ZURICH (Reuters) - German engineering group Siemens gave a cautious outlook on its recovery from the COVID-19 pandemic, saying on Thursday it expects government and company investments next year to lag the global rebound in economic growth.
The trains to factory software-maker said it expected the downturn to linger and structural changes such as the auto sector’s move away from diesel cars to weigh on demand.
Although it was optimistic about massive government stimulus, like the $2 trillion package under discussion in the United States, firm details are yet to materialise, Deputy Chief Executive Roland Busch said.
Busch will become CEO next year when Joe Kaeser steps down after seven years in charge.

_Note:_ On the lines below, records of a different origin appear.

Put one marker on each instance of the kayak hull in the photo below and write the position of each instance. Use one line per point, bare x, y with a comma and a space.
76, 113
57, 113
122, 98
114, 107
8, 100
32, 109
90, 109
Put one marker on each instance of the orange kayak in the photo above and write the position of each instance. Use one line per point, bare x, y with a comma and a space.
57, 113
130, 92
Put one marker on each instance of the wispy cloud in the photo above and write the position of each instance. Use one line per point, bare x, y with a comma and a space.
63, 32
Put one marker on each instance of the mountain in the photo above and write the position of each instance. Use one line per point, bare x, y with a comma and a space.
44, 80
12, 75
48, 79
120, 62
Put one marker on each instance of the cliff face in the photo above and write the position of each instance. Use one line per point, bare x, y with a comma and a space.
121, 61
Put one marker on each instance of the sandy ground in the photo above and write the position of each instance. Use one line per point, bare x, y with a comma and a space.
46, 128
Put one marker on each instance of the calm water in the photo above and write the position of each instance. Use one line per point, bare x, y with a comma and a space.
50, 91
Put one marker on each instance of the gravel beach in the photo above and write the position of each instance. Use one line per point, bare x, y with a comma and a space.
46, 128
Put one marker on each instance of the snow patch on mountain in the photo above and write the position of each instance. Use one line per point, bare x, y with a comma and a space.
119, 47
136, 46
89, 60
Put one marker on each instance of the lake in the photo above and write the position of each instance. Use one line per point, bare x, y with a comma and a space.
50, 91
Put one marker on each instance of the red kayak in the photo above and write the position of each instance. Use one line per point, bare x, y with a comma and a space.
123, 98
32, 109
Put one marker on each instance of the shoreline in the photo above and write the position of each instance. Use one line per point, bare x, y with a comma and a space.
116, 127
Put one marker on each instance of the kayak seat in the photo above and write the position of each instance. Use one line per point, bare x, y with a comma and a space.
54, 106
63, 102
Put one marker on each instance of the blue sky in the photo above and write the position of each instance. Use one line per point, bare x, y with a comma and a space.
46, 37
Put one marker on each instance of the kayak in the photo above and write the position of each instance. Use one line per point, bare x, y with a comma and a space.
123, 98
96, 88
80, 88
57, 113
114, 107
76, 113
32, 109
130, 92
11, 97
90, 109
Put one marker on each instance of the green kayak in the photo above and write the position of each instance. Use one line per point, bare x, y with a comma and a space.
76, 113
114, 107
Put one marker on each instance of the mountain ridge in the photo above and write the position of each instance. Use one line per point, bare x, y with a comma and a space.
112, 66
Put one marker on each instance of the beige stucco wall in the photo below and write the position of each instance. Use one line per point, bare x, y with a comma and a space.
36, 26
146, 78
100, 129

Busch has been in operational charge at Siemens since October.
Siemens also said it expects moderate revenue and earnings improvement in 2021, described as increases of around 3 to 5%.

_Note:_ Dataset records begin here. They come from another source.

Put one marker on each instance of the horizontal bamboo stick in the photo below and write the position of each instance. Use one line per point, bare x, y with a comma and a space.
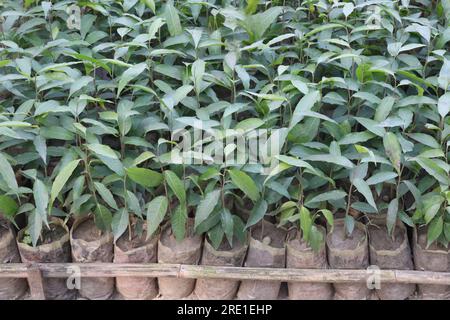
63, 270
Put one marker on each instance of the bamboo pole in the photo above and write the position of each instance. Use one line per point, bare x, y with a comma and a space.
63, 270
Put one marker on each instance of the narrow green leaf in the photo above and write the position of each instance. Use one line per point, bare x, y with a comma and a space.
156, 212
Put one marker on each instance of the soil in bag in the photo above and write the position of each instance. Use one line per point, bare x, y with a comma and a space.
52, 247
136, 250
348, 252
433, 258
10, 288
300, 255
220, 289
390, 252
266, 249
89, 244
186, 251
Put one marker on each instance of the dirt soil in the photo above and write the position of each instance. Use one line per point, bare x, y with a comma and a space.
87, 231
3, 230
339, 240
188, 243
381, 240
137, 241
422, 241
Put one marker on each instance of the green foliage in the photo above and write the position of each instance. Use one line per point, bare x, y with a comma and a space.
358, 98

The cautious outlook sent Siemens shares 2.6% lower in early trading, despite Kaeser signing off with a beat on industrial profit.
For the three months to end-September, Siemens posted adjusted earnings before interest, tax and amortisation (EBITA) of 2.64 billion euros ($3.11 billion) in its industrial business, beating analyst forecasts for 1.98 billion euros in a company-gathered poll.
Group revenue of 15.31 billion euros missed forecasts for 15.50 billion euros, although orders of 15.56 billion euros were better than expected. Both figures were lower than a year earlier as demand was hit by the coronavirus pandemic.
“Siemens reported mixed Q4 results taking into account expectations that have risen following beats in the sector,” JP Morgan analyst Andreas Willi said.
“However, here the outlook is more cautious, calling for a return to growth in the second half with only modest growth for the year.”
The company also expects fluctuations in foreign currencies to reduce net profit by around 500 million euros next year.
Kaeser, who has spent 40 years at Siemens and remains CEO until February 2021, has reshaped the company since taking charge in 2013.
During his tenure, Siemens moved away from a sprawling light bulb to gas turbine conglomerate to focus on smart buildings and factory automation as well as its mobility division, which makes trains and rail signaling.
In 2018, the executive floated medical equipment maker Siemens Healthineers, and this year separated and listed Siemens Energy. The two companies along with the remaining ‘industrial’ Siemens were all placed for the future, Kaeser said.
The 63-year-old was unusually reticent to discuss his legacy, saying it was for others to judge if he was successful.
“One important metric here is total shareholder return, which nearly reached 100 percent over this period, clearly outperforming the DAX index,” he told reporters.
“Could it have been better? Absolutely. But it also could have been worse – much worse,” he added.